Indiscrétions, punchlines, échos de terrain et chuchotements... : pour capter les signaux faibles de la planète économique occitane, c'est ici que ça se passe !

Leçon de morale. « En politique, un principe est immuable : celui résumé par l’expression “Les promesses n’engagent que ceux qui les écoutent“ », commente sur les réseaux sociaux Jean-Marc Oluski, à quelques jours du second tour des élections municipales. Le président du Medef Hérault Montpellier évoque les accords de fusion et les ralliements entre candidats pourtant adversaires au premier tout en citant la formule consacrée : « Jamais nous ne fusionnerons avec telle ou telle liste parce que nous ne sommes pas d’accord avec leurs valeurs. »

Pour le représentant de l’organisation patronale héraultaise, « le temps de décence n’est pas respecté que l’accord est scellé ». Et de conclure : « Alors chers amis politiques, on ne va pas vous reprocher d’appliquer un principe qui date de la nuit des temps. En revanche, il ne faut surtout pas faire la morale aux chefs d’entreprise. »
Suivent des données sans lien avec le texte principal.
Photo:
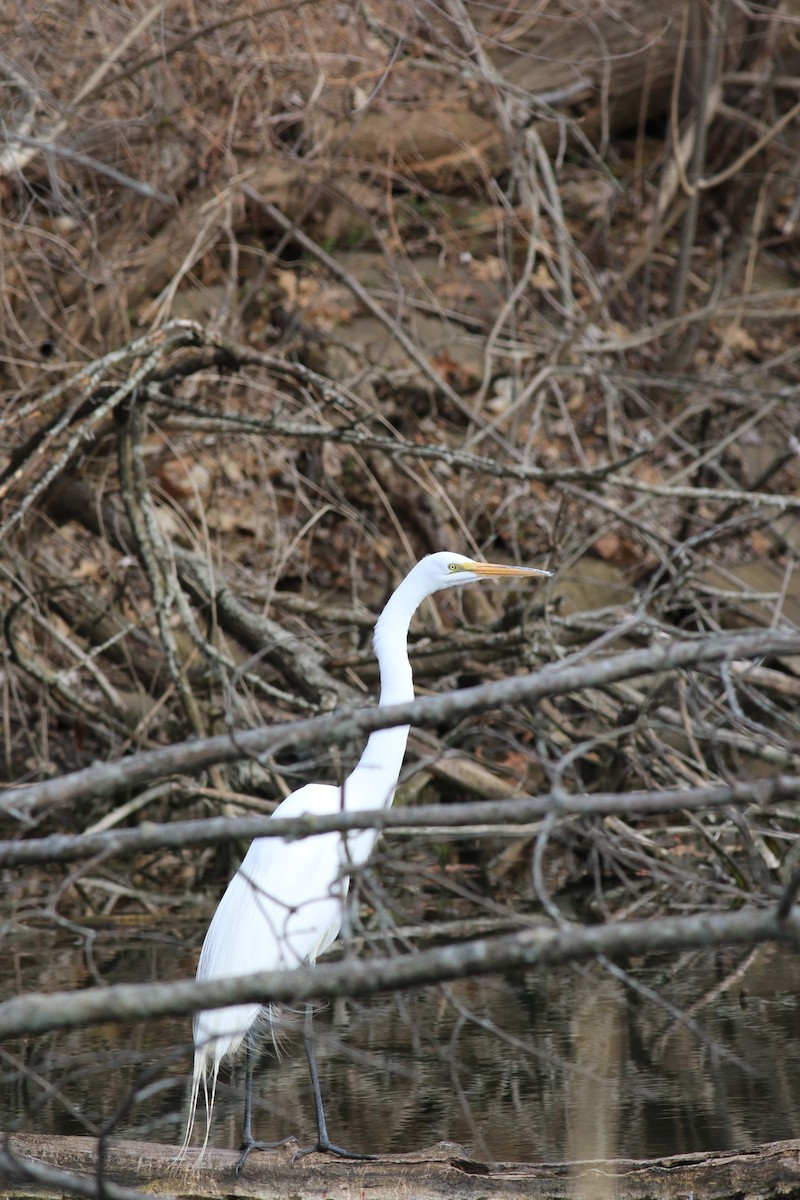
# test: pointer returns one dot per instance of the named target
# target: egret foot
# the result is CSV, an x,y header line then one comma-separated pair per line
x,y
250,1144
329,1147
Accélérer la stratégie du transport. « Dans un contexte géopolitique sensible où le pétrole oscille autour de 100 $ le baril, la question du transport n’est seulement logistique : elle devient stratégique », estime Antonin Brunier, président d’Open Modal, en signant l’édito de la lettre d’information de mars du Groupement national du transport combiné (GNTC). Vice-président de la commission ferroviaire du GNTC, le dirigeant du groupe basé à Saint-Jean-de-Védas (34) considère que « nos entreprises sont prêtes à investir, à innover, à adapter leurs offres. Ce qu’il nous faut désormais, c’est transformer cette nouvelle pression énergétique en accélérateur de décisions », comme moderniser et créer des terminaux de transport combiné ; sécuriser les aides ; développer les sillons. « Dans un environnement où l’énergie chère devient la norme, il ne s’agit plus d’opposer les modes, mais de les articuler intelligemment », conclut-il. Créé en 2013, son groupe a réalisé un chiffre d’affaires de 144 M€ en 2025 et emploie 380 salariés.
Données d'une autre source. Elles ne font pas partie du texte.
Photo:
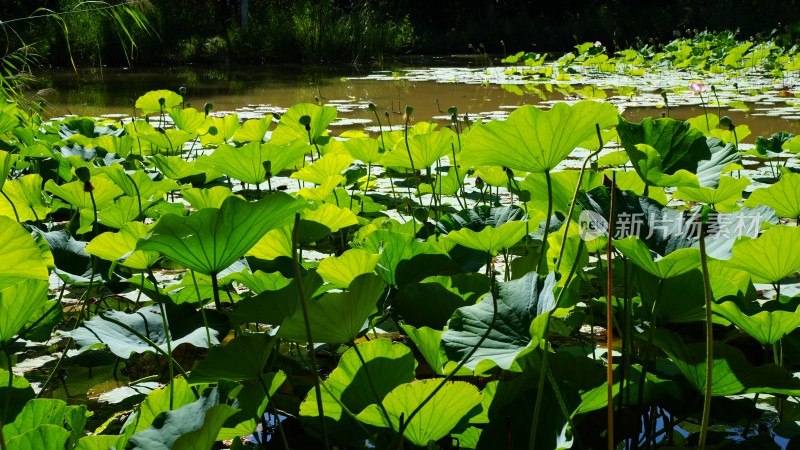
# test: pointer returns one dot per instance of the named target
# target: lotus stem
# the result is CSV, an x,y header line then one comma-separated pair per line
x,y
312,353
575,195
610,314
543,255
709,338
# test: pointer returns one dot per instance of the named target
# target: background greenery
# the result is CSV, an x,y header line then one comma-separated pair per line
x,y
212,31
Municipales à Toulouse : les syndicats de l’aéronautique s’en mêlent. Après les prises de position du Medef 31 et de la CPME 31, qui craignent que l’élection du candidat LFI François Piquemal au Capitole fasse fuir les grands acteurs aéronautiques et spatiaux du territoire, les syndicats de salariés rentrent dans le débat, avec des avis contrastés. Du côté de la CGT Airbus Defence and Space Toulouse, on déplore que « le patronat » ait « choisi son candidat et appelle ouvertement à voter Moudenc ». Et on ajoute : « Nous laisserons les salariés toulousains choisir dimanche s’ils veulent voter pour des candidats qui défendent l’intérêt des travailleuses et travailleurs ou bien pour un candidat qui défend les patrons et les actionnaires. » En revanche, de son côté, la CFE-CGC Airbus exprime sa « vive vigilance » face aux « discours prônant une décroissance ou une bifurcation industrielle forcée ». Pour le syndicat, « une instabilité locale ou des signaux hostiles à l’activité industrielle pourraient lourdement peser sur les décisions stratégiques futures ».